Researchers have published a study in the journal Psychiatric Quarterly wherein they have shown that it is possible for artificial intelligence to predict which students are at higher risk of perpetrating school violence.
The researchers found that machine learning is as accurate as a team of child and adolescent psychiatrists, including a forensic psychiatrist, in determining risk for school violence. Scientists are quick to point out that while they were able to predict school violence using AI, they haven’t gathered outcome data to assess whether machine learning could actually help prevent school violence. This is something they will be doing next.
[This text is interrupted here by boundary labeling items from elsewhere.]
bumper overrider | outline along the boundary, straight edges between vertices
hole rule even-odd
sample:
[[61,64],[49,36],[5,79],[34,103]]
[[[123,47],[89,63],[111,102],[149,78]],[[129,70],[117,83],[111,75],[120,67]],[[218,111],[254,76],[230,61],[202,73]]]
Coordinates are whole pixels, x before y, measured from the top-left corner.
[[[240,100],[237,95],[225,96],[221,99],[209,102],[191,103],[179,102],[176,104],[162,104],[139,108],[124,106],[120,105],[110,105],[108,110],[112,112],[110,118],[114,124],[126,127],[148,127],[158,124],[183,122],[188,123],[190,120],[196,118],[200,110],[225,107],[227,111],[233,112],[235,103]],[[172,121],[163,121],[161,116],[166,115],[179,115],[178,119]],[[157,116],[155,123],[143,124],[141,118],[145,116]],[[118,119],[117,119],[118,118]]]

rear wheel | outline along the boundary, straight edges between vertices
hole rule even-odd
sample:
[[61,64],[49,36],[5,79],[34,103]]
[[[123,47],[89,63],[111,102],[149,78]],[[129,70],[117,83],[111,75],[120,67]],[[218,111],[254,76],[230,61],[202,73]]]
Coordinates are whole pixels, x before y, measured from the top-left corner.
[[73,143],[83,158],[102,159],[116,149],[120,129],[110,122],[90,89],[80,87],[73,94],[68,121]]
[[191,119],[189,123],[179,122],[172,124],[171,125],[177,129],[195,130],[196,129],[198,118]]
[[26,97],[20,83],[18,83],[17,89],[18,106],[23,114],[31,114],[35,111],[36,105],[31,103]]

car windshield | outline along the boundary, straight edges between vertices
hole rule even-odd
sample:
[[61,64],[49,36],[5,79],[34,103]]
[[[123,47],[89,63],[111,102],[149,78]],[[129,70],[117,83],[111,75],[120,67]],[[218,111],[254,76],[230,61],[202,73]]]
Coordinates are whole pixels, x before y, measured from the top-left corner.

Researchers evaluated 103 teenage students in 74 traditional schools throughout the United States who had a major or minor behavioral change or aggression toward themselves or others. The students were recruited from psychiatry outpatient clinics, inpatient units and emergency departments.
The team performed school risk evaluations with participants. Audio recordings from the evaluations were transcribed and manually annotated. The students, as it turned out, were relatively equally divided between moderate- to high-risk, and low-risk, according to two scales that the team developed and validated in previous research.
There were significant differences in total scores between the high-risk and low-risk groups. The machine learning algorithm that the researchers developed achieved an accuracy rate of 91.02 percent, considered excellent, when using interview content to predict risk of school violence. The rate increased to 91.45 percent when demographic and socioeconomic data were added.
Scientists point out that the machine learning algorithm was almost as accurate in assessing risk levels as a full assessment by the research team, including gathering information from parents and the school, a review of records when available, and scoring on the two scales that were developed by the team.